In an update of a landmark report about access to mental health treatment, researchers found that the disparity between medical coverage and mental and behavioral health coverage continued to grow in 2016 and 2017. In states like Connecticut, New York, and Maryland, patients were 10 times more likely to go out of network for behavioral health-care office visits than for primary care visits. This is a problem because out-of-network care is almost always more expensive.

“The study’s findings are beyond disappointing and disturbing,” says Henry Harbin, a psychiatrist and adviser to the Bowman Family Foundation, which commissioned the study. He had expected to see an improvement in patients being able to access in-network care, rather than the opposite.

The Milliman study looked at 2016 and 2017 claims data from 50 states and hundreds of health plans that insure 37 million people. Patients are more likely to use out-of-network care options for any kind of mental health service: in-patient, outpatient, and office visits. For example, a person is 5.2 times more likely to use an in-patient facility that doesn’t take their insurance for a behavioral health problem than for a medical or surgical issue, up from 2.8 times in 2013. A person with a behavioral health condition was 5.4 times more likely to go out of network for an office visit in 2017, up from 5 times in 2013, the study shows.

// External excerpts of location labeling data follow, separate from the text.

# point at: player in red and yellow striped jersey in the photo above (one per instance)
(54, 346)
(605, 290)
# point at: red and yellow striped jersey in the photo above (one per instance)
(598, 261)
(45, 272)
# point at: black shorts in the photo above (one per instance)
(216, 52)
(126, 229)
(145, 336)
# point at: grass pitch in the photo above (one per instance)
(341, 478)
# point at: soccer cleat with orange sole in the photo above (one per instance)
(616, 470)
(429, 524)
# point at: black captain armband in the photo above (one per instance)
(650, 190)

“This report is a scathing indictment of the insurance industry’s lack of initiative and dedication to addressing this crisis head on,” says Patrick Kennedy, a former congressman who introduced the law requiring better insurance coverage for mental health. He sent a letter to House Energy and Commerce Committee Chairman Frank Pallone and House Education and Labor Committee Chairman Bobby Scott urging hearings on the issue of insurance access to mental health care based on the Milliman findings. 

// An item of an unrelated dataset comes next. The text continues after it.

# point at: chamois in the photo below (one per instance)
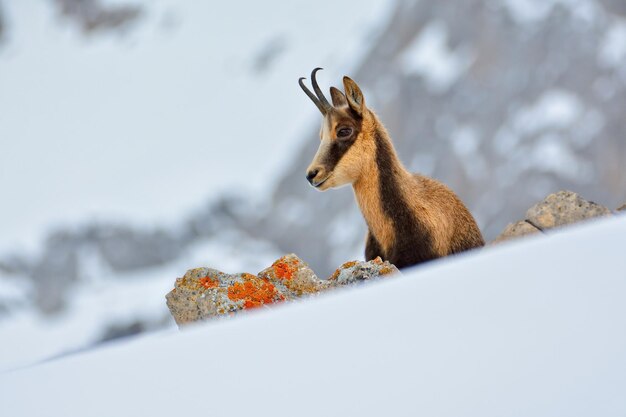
(411, 218)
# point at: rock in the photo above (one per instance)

"The problem is urgent and needs everyone’s attention," says American Psychiatric Association CEO Saul Levin. The APA pointed out this survey is of insurance offerings that are considered "Cadillac plans" for their generous benefits. "If a plan charges a patient for a product – access to mental health and substance use disorder treatment – and then ensures through its business model that there will be no providers to deliver that treatment – it is an unfair and deceptive trade practice."

The report also shows that medical and surgical providers received higher in-network reimbursement rates than behavioral health providers for similar work. Primary care doctors, were paid as much as 23.8% more than a mental health professional for a comparable appointment in 2017. “So many mental health professionals are not seeing new patients in-network, or they’re coming out of med school and being essentially guided that they shouldn’t participate in the networks,” says Michael Thompson, chief executive officer of the National Alliance of Healthcare Purchaser Coalitions, which represents 12,000 employers that provide health insurance for 45 million people. “It’s really the people in crisis—newer patients—that are having serious access problems.”

The study’s authors looked at the utilization of out-of-network care for children’s behavioral health problems and found that in 2017 it was 10 times more likely that a child would go out of network for behavioral health-care office visits as opposed to for primary care, more than double the ratio for adults.

“This report shows that Americans continue to face barriers to mental health care perpetuated by insurance companies, such as red tape and lack of in-network providers,” says Angela Kimball, acting CEO of the National Alliance on Mental Illness. “The current situation is putting lives at risk.”